Approach & Key Decisions
Script-Based Editor with Live Testing
Rather than abstract parsing into a drag-and-drop flow, we leaned into our users’ familiarity with scripting and query languages and designed a script-based editor with live testing.
The editor surfaces the parser script side-by-side with test log data, pass/fail counts, and a run-tests control so users can validate changes against real log samples as they iterate.

Parser Library as a Source of Truth
On top of the editor, we introduced a parser library that lists every parser across a tenant – including type (default, imported, custom), health status, 7-day data volume, and last-updated metadata.
Search and filters make it easy to find the parser behind a given integration and quickly understand coverage and impact across the estate.

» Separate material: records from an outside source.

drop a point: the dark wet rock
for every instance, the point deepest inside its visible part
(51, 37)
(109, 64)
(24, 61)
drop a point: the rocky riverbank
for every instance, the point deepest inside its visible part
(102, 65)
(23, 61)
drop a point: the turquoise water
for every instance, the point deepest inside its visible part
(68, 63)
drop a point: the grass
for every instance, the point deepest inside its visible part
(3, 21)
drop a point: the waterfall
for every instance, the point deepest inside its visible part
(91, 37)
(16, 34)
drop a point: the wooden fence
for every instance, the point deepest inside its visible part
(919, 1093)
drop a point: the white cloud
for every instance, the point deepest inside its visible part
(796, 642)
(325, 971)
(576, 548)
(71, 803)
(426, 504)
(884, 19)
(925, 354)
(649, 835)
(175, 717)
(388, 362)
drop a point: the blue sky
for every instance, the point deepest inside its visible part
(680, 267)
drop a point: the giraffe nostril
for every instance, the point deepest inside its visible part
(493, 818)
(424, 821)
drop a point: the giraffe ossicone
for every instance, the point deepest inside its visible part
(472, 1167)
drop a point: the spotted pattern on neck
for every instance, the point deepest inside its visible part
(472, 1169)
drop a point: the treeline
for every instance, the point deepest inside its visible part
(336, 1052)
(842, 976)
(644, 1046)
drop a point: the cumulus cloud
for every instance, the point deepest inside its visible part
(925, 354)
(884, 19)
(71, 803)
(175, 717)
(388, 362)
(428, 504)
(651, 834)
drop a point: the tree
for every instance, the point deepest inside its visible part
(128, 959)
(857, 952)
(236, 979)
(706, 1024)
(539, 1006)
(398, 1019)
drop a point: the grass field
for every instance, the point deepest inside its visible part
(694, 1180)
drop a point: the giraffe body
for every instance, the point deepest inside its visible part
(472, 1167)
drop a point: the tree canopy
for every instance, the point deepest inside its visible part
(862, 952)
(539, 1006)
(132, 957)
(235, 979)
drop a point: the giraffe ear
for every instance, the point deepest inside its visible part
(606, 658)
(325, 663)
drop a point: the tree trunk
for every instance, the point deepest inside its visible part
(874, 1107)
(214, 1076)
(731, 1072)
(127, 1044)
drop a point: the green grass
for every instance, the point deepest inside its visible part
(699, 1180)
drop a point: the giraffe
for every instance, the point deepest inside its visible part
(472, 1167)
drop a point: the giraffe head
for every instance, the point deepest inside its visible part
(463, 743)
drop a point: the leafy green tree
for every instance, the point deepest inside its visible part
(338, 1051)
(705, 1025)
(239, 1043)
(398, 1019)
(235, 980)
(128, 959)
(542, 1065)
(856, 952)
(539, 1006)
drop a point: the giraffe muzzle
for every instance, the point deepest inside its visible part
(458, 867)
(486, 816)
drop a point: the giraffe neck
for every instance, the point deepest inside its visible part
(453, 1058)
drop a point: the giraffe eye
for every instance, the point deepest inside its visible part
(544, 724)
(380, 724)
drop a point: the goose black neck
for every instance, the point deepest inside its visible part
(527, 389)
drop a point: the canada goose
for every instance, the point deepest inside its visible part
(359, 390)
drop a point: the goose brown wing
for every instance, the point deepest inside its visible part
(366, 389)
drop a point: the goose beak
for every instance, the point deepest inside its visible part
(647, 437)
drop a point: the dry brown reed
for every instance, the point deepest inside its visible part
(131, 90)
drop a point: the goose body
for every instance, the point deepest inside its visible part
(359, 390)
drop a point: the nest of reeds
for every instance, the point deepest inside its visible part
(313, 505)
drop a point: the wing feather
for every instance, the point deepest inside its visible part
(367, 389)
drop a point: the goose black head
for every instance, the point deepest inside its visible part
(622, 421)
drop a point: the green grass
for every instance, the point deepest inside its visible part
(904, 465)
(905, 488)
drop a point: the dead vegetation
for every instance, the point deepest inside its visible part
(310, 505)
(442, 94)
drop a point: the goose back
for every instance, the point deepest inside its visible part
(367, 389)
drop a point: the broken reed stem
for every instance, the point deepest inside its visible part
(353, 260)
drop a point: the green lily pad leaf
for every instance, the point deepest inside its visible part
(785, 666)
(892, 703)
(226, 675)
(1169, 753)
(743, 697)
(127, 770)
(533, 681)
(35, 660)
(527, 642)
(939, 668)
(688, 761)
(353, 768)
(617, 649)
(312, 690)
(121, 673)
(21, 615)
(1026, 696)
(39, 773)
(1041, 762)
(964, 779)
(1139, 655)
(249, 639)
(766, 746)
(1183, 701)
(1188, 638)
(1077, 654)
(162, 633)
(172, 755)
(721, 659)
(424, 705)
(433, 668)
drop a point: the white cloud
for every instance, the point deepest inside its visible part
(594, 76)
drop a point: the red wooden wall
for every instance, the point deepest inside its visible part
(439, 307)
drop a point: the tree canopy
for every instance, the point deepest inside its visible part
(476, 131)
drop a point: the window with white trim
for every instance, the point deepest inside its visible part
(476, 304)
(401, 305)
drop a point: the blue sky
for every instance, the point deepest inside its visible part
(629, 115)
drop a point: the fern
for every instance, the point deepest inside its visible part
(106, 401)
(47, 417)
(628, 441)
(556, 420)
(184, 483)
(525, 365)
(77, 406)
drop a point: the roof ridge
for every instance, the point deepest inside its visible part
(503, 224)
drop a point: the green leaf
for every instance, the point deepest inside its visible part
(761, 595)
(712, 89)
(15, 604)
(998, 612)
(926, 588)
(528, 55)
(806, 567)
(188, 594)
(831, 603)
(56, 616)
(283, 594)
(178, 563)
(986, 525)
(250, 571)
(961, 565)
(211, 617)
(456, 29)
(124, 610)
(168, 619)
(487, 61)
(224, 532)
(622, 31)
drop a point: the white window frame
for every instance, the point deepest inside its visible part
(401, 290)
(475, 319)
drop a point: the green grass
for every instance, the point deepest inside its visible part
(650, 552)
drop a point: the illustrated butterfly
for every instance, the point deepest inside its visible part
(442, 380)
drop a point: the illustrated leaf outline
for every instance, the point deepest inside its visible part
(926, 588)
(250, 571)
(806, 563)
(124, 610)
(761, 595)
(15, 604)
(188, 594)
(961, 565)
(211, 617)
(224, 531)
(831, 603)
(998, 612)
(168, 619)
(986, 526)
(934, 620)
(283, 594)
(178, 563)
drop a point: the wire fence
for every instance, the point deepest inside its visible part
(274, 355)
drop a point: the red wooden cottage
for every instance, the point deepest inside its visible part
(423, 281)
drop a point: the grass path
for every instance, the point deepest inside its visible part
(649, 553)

Parser Details and AI Assist
From the library, a parser details view exposes richer context: parser metadata, the script and test logs, plus all data connectors currently using that parser so users can see the blast radius of any change before they edit.
They can then review, tweak, and re-run tests against real sample data, keeping the script as the source of truth while dramatically reducing the time and effort to author new parsers.

Outcomes & Impact
Prior to this tooling, customers could only bring log data into the platform through custom integrations — a process that took 4–6 weeks and required CrowdStrike engineering involvement. The SIEM Data Connectors and Parser Editor changed that entirely.
Customers became self-service. They could connect out-of-the-box partner integrations (ServiceNow, Salesforce, and others), use CrowdStrike-provided parsers to immediately normalize that data, and author custom parsers for proprietary in-house applications — all without opening a support ticket.
In the first 6 months after launch:
- 200+ enterprise customers onboarded to the platform
- Each customer averaged 24 data connectors and 4 custom parsers
- Several petabytes of log data flowing into the SIEM daily
- Time-to-value dropped from 4–6 weeks to hours for new log sources
- Custom parsers enabled the system to derive accurate threat detections, investigations, and remediations from data it previously couldn't interpret
What I'd Do Next
Next, I’d extend the system’s intelligence and observability:
- As a fast follow, add a ‘Generate parser script’ feature where users describe the script they want in natural language and generate it with the press of a button.
- Extend AI assistance beyond generation to include inline explanations of script snippets and suggested field mappings when new fields appear in logs.
- Automatically detect parsing anomalies or drops so teams are alerted when parsers silently fail or degrade.
- Add richer analytics around parser performance over time – error rates, dropped events, and latency – to guide optimization work.
- Explore reusing this editor pattern for other data-transformation tooling in the platform so users have a consistent way to author and test data logic.